Was Robert Lepage involved in the staging? :lol:


----------



## Jeremy Marchant (Mar 11, 2010)

AlanPalgut said:


> Is _Charles VI_ by Fromental Halévy haunted or cursed?
> 
> During its three performances at the Paris Opéra in 1848, the opera literally killed a box-holder at the first performance, a stagehand at the second and the conductor at the third.


In what sense did the opera _literally _kill these people? Tell us more.


----------



## AlanPalgut (Apr 11, 2012)

I read a book called _Skeletons from the Opera Closet _and found that, as a certain aria about killing the King was sung, one person dropped dead for a rather unknown reason.


----------



## TimK (Jul 25, 2012)

I joined this forum for the specific purpose of contributing to this discussion.

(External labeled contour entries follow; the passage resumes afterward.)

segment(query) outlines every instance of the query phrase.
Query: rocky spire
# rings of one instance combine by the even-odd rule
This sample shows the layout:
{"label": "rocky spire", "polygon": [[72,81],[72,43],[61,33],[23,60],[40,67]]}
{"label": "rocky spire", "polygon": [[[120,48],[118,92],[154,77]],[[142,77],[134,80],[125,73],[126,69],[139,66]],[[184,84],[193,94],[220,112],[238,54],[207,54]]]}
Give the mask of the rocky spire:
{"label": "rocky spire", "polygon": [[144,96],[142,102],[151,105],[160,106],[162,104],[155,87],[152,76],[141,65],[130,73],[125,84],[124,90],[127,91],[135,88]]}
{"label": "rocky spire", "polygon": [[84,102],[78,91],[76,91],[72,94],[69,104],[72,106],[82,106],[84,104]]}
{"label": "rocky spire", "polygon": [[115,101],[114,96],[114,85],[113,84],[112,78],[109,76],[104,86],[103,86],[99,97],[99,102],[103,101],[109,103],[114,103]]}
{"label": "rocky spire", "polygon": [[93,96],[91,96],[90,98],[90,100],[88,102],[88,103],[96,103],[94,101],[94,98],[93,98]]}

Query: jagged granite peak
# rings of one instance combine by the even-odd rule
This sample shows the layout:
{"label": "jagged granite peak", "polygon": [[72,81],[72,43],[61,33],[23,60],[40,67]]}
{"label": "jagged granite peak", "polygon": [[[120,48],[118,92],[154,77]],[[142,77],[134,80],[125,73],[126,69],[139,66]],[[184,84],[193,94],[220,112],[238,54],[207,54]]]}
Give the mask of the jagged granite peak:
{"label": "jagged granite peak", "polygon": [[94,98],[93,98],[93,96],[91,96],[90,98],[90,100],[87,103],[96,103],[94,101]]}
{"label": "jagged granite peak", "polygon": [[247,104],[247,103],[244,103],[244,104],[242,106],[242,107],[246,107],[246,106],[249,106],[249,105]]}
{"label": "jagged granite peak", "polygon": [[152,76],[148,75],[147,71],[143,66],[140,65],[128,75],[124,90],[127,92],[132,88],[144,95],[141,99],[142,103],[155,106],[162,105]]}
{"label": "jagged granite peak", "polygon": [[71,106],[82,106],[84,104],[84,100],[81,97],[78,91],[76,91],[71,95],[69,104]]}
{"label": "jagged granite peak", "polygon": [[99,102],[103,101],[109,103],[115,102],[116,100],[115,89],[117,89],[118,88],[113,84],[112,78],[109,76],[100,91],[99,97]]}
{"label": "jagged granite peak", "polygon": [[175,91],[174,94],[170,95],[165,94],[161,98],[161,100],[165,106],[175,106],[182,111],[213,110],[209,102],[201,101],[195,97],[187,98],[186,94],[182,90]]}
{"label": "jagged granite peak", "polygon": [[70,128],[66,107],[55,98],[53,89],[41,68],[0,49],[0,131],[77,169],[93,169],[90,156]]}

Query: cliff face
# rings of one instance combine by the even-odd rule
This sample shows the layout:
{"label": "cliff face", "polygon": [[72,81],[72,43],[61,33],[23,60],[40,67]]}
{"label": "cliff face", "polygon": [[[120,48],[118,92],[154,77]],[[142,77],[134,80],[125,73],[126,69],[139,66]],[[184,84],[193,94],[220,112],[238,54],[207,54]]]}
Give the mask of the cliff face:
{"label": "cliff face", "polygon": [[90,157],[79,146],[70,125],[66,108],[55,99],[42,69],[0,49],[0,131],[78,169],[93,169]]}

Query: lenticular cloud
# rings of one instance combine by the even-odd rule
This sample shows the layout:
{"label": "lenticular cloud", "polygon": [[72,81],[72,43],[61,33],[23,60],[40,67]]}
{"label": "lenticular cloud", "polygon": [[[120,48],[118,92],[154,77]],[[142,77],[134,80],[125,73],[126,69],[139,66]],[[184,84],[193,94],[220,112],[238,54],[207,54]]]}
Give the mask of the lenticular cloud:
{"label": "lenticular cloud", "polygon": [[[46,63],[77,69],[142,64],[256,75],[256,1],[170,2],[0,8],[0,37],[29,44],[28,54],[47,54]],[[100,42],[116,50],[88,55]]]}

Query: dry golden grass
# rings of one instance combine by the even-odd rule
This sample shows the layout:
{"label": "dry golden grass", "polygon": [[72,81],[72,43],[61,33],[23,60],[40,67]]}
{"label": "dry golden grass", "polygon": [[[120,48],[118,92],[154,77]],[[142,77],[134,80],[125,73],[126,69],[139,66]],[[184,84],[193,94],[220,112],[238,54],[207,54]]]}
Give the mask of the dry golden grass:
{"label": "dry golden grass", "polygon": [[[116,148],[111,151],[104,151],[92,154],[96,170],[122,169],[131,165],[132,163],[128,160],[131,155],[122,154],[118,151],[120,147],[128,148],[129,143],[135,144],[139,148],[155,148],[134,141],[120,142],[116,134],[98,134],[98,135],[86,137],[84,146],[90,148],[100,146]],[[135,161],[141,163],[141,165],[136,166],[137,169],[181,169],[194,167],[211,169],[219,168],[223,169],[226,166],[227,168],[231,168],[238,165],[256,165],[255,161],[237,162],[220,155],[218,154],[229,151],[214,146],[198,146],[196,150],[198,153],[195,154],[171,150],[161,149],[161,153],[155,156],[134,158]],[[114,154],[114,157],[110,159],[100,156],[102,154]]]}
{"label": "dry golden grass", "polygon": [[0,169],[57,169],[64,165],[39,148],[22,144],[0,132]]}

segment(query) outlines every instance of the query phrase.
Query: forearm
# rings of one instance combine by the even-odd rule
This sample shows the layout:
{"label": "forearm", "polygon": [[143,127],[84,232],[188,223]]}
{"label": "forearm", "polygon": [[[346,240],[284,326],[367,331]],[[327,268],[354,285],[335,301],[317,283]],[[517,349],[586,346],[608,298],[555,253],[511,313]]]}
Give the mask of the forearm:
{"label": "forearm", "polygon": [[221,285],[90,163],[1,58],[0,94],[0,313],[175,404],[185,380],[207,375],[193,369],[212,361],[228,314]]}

When I was a kid, I bought a book called "Amazing But True Mysteries!" (Yes, with the exclamation point.) I distinctly remember that this story was in that book. The aria cited in the book was "O Dieu, écrases-le!" ("Oh God, smash him!") I have occasionally searched the Web for evidence that there even is such an aria in _Charles VI_, but without success; there isn't much material about the work on the Web at all, as far as I can see.


----------



## matthewriot (Jan 20, 2013)

*A vague reference to the cursed aria, much different*

from what I had read in the Amazing But True Mysteries back when I was a kid, as well.

This is from "The Theosophist" by Madame Blavatsky:

http://books.google.com/books?id=N5...w#v=onepage&q=Cursed Opera Charles VI&f=false

Obviously only vague similarities to the story printed in Amazing But True, however this may be the basis?



TimK said:


> I joined this forum for the specific purpose of contributing to this discussion.
> 
> When I was a kid, I bought a book called "Amazing But True Mysteries!" (Yes, with the exclamation point.) I distinctly remember that this story was in that book. The aria cited in the book was "O Dieu, écrases-le!" ("Oh God, smash him!") I have occasionally searched the Web for evidence that there even is such an aria in _Charles VI_, but without success; there isn't much material about the work on the Web at all, as far as I can see.


----------



## dionisio (Jul 30, 2012)

Bad publicity is good publicity


----------



## quack (Oct 13, 2011)

That quote from "The Theosophist" makes it sound like it was the singer himself Jean-Étienne-Auguste Massol that had the curse and the evil eye and not the opera. Of course the Theosophical movement were some of the most celebrated nut-cases of the late 19th/early 20th centuries, if they claimed Paris was the capital of France you wold have to seriously doubt it.

Theatre people are traditionally some of the most superstitious people, second only to sailors, there's all sorts of cursed works, sentences and actions. Another famous curse is the singing of the aria "I Dreamt I Dwelt in Marble Halls" from "The Bohemian Girl" by Michael William Balfe.


----------



## Barelytenor (Nov 19, 2011)

quack said:


> Another famous curse is the singing of the aria "I Dreamt I Dwelt in Marble Halls" from "The Bohemian Girl" by Michael William Balfe.


And what happens to the singers ... or the listeners? I am sure I have heard this aria once or twice or thrice. What should I be expecting?


----------



## Hesoos (Jun 9, 2012)

I'm scared


----------